I was wrong about robots.txt
Role and Limits of robots.txt
- Many argue robots.txt only affects “good” bots; abusive scrapers and many AI crawlers ignore it, so it doesn’t solve resource or abuse problems.
- RFC 9309 and older docs are cited: robots.txt is advisory, not access control. It was created to reduce server load and avoid problematic areas (infinite trees, CGI with side effects), not as an authorization mechanism.
- Using robots.txt as a security or privacy barrier is seen as a mistake; sensitive content should be behind authentication.
AI Crawlers, Bandwidth, and the Open Web
- Several operators report bot traffic outnumbering humans 10:1, especially from LLM-related crawlers hitting deep archives and destroying cache hit rates.
- Complaints that AI companies ignore existing dumps (e.g., Wikipedia) and instead hammer sites repeatedly.
- Some see blocking AI bots as necessary self-defense; others fear it accelerates the “death of the open web,” where only large actors still get access.
Bot Blocking, Cloudflare, and Collateral Damage
- Cloudflare and similar services use CAPTCHAs, browser fingerprinting, and behavioral checks; this often breaks RSS feeds, APIs, and even government open-data sites.
- Privacy tools (VPNs, Brave, uBlock, cookie clearing) and non-mainstream user agents frequently trigger bot defenses, degrading UX for real users.
Honeypots, Tarpits, and Tools
- A popular tactic: declare
/honeypotdisallowed in robots.txt, hide a link to it, and ban any IP that fetches it. Concerns raised about accidentally trapping assistive tech. - AI “tarpits” and tools like Anubis are mentioned: serve infinite or useless content to AI scrapers that ignore robots.txt, wasting their resources.

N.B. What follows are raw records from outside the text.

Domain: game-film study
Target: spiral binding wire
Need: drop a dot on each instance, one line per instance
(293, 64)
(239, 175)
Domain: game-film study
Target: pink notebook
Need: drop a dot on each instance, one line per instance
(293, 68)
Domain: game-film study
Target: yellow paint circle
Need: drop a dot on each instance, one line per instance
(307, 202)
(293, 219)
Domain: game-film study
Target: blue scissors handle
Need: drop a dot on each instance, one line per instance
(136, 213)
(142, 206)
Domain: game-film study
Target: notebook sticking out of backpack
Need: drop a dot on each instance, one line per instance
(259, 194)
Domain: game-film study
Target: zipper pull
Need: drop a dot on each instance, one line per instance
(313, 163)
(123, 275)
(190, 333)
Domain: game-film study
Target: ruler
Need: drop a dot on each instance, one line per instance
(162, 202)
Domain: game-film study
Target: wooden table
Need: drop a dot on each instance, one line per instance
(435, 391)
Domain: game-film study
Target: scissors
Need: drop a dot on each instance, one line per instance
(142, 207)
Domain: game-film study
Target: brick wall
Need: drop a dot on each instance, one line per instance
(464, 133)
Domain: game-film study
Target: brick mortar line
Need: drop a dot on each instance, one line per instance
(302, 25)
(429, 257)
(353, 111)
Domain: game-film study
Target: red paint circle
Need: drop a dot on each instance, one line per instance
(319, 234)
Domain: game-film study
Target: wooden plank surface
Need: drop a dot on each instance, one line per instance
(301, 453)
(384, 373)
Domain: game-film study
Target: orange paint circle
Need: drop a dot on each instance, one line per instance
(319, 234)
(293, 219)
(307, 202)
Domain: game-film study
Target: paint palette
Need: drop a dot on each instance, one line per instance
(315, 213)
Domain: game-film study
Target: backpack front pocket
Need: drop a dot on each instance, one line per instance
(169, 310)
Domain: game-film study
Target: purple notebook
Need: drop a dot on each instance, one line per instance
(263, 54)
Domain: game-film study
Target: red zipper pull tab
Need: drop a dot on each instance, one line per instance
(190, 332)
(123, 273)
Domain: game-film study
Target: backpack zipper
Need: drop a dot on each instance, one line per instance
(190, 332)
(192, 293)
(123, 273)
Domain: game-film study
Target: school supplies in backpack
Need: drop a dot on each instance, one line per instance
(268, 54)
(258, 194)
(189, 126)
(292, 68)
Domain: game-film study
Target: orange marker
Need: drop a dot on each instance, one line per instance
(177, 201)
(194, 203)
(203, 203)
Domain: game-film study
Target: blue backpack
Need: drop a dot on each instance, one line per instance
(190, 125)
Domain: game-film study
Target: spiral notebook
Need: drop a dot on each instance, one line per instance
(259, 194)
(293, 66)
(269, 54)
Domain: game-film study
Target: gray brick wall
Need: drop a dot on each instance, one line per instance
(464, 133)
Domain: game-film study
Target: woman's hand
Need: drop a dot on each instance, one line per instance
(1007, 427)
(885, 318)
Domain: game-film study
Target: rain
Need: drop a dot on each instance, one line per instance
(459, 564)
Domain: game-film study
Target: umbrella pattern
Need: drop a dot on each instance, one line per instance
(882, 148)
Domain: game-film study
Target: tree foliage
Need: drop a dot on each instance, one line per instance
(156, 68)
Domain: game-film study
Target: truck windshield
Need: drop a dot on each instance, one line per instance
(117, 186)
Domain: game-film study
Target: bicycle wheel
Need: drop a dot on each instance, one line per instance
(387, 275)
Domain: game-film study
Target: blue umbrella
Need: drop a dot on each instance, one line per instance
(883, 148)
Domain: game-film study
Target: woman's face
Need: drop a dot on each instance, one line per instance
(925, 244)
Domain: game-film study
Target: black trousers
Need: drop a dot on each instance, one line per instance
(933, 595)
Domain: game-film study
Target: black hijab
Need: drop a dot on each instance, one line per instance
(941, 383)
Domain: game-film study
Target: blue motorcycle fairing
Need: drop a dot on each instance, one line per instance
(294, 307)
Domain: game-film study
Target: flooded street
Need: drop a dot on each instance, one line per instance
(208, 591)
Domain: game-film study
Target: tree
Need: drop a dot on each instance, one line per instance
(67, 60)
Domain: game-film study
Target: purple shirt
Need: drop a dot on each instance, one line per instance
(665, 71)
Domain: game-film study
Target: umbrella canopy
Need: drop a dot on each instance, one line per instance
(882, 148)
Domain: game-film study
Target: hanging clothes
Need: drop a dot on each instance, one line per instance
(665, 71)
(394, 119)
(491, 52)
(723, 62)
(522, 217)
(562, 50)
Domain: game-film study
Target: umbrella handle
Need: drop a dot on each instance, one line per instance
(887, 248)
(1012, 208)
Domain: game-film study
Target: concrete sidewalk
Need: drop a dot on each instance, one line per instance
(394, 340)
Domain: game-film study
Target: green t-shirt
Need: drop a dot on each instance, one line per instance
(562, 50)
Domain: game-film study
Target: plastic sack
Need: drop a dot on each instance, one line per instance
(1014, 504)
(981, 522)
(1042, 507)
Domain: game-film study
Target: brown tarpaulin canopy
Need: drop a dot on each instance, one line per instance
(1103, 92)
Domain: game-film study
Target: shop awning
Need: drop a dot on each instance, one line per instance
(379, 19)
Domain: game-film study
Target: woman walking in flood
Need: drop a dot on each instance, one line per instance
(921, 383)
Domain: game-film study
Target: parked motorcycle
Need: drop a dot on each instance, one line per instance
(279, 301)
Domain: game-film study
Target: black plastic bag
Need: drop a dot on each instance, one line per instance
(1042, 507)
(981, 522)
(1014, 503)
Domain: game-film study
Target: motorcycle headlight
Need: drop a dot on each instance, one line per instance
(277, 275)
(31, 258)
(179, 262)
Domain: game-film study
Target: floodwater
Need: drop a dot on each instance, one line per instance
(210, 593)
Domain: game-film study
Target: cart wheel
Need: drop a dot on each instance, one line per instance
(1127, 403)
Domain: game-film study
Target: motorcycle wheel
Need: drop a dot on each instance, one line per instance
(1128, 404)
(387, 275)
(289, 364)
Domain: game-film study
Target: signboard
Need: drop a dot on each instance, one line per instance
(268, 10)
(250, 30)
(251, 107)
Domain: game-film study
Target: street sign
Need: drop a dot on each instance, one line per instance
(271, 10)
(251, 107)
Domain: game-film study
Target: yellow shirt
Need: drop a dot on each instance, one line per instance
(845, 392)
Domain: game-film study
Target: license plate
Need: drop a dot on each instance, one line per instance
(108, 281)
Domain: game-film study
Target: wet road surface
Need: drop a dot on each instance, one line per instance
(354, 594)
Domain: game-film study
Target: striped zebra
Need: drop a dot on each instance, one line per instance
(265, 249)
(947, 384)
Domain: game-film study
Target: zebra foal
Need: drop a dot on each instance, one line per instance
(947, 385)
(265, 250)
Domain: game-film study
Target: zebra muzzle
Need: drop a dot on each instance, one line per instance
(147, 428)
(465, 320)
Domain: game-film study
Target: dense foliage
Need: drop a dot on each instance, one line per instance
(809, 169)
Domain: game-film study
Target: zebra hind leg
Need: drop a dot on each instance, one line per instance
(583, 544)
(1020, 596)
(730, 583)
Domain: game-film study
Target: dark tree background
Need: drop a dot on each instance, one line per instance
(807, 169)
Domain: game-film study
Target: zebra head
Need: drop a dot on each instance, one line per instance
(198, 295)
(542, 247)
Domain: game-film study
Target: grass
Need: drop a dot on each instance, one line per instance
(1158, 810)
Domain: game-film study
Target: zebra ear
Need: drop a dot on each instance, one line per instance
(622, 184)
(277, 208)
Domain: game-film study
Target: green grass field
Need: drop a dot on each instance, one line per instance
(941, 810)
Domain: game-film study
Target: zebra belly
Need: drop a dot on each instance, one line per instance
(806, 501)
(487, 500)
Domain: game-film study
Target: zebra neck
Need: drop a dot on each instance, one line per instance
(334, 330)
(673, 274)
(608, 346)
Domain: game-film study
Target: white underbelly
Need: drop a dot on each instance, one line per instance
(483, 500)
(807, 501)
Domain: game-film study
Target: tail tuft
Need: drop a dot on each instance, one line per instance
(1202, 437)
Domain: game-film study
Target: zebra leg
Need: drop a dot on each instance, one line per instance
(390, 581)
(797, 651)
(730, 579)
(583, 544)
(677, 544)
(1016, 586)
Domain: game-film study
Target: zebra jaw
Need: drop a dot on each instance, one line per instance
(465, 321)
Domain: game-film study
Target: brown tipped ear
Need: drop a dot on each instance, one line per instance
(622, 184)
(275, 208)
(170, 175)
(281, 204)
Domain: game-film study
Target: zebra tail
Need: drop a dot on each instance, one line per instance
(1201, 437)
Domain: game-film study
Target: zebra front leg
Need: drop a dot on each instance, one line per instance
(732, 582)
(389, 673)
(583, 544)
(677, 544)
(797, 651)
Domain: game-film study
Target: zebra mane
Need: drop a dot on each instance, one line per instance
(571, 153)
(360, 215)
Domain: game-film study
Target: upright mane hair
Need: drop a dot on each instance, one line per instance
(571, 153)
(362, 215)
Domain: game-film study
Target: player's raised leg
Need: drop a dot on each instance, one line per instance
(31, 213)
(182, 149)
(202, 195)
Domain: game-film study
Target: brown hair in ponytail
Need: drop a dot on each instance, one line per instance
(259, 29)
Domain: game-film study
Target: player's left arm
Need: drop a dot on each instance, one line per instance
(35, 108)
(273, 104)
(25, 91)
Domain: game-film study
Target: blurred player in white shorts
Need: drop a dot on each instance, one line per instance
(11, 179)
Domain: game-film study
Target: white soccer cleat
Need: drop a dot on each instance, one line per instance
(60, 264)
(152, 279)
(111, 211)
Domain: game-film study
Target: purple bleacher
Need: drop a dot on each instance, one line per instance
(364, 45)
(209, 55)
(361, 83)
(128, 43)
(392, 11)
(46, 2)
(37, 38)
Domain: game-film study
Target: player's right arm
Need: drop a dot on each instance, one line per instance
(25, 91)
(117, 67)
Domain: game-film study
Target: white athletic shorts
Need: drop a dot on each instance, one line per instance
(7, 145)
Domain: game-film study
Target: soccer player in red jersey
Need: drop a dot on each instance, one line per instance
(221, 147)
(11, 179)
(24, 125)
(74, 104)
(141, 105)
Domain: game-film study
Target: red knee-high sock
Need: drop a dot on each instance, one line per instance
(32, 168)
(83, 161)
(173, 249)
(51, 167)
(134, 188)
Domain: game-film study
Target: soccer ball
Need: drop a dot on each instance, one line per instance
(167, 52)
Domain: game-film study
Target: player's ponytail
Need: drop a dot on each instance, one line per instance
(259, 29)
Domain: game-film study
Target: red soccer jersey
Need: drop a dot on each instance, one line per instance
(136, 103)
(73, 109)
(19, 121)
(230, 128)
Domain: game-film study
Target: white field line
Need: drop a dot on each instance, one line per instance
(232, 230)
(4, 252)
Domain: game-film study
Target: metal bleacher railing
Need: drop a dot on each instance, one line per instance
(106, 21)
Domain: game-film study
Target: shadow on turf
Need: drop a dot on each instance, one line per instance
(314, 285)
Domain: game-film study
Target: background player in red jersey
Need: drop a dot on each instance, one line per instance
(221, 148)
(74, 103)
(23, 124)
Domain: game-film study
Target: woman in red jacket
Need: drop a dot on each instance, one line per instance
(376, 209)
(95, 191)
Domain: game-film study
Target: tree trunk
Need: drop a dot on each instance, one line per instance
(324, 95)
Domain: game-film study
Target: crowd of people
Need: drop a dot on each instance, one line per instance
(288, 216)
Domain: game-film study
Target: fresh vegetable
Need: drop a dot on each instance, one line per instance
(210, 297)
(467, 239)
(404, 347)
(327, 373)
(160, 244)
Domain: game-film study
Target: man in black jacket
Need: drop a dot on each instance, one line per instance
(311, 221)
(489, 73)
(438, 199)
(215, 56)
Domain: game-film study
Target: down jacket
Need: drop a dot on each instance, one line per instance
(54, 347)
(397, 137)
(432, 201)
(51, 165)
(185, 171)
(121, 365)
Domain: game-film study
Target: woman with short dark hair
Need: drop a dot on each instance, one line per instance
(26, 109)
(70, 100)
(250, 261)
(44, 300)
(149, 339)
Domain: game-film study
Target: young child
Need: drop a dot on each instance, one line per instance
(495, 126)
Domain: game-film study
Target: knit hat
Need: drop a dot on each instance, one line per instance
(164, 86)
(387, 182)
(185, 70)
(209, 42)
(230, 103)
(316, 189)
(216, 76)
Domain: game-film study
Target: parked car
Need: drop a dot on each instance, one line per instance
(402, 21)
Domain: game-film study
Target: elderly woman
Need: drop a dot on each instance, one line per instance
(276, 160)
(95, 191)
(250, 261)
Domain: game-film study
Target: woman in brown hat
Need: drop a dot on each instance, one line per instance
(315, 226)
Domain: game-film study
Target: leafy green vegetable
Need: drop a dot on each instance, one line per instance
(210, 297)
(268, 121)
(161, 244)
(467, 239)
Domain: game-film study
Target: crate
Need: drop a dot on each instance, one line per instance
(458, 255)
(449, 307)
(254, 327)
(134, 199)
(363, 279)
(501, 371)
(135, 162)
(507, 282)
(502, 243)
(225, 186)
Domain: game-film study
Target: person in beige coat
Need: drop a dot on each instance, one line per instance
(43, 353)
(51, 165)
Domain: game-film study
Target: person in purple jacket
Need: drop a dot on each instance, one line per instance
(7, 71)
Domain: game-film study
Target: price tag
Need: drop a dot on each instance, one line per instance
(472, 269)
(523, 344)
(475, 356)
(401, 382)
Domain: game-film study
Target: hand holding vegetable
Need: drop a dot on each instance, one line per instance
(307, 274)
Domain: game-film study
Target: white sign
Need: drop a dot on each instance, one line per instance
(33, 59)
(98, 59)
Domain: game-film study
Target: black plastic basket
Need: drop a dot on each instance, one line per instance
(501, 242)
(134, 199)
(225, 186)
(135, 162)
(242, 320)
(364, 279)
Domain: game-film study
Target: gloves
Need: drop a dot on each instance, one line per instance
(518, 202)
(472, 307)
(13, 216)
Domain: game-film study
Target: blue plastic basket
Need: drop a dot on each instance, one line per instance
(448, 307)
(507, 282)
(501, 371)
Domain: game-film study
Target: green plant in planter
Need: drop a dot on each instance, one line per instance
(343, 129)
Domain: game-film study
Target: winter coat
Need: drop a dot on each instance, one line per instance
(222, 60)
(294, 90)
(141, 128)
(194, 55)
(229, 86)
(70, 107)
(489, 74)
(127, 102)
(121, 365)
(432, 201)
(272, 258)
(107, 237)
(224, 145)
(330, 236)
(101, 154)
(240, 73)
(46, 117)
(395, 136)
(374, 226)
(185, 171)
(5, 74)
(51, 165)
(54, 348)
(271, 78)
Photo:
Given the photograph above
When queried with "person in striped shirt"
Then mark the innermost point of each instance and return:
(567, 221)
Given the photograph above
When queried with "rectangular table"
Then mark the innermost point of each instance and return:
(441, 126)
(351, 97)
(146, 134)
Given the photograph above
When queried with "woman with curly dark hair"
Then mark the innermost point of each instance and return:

Effectiveness may drop as bots adopt headless rendering and CSS awareness.
SEO, Indexing, and Previews
- Blocking Google in robots.txt can lead to pages remaining in the index but with no snippet, then eventually disappearing; removing existing pages needs
noindex, not just robots.txt. - Social link previews (LinkedIn, Facebook, etc.) rely on OG tags and their own crawlers; blocking them breaks previews and sharing. Some suggest allowing at least homepages or specific preview bots.
Identity vs Purpose-Based Control
- Current control is user-agent based, which forces site owners to whitelist big platforms individually.
- Several propose a standard to declare allowed purposes (“AI training”, “search indexing”, “OpenGraph previews”, “archival”) plus legal backing, so dual-use crawlers could be selectively blocked.
Trust, Norms, and Reception of the Article
- Ongoing tension between “trust by default” vs “assume any unknown crawler is malicious,” given 1000s of marginal bots with little benefit to sites.
- Some commenters find the author’s realization obvious; others value the concrete example of how overbroad blocking breaks legitimate integrations and triggers a deeper robots.txt rethink.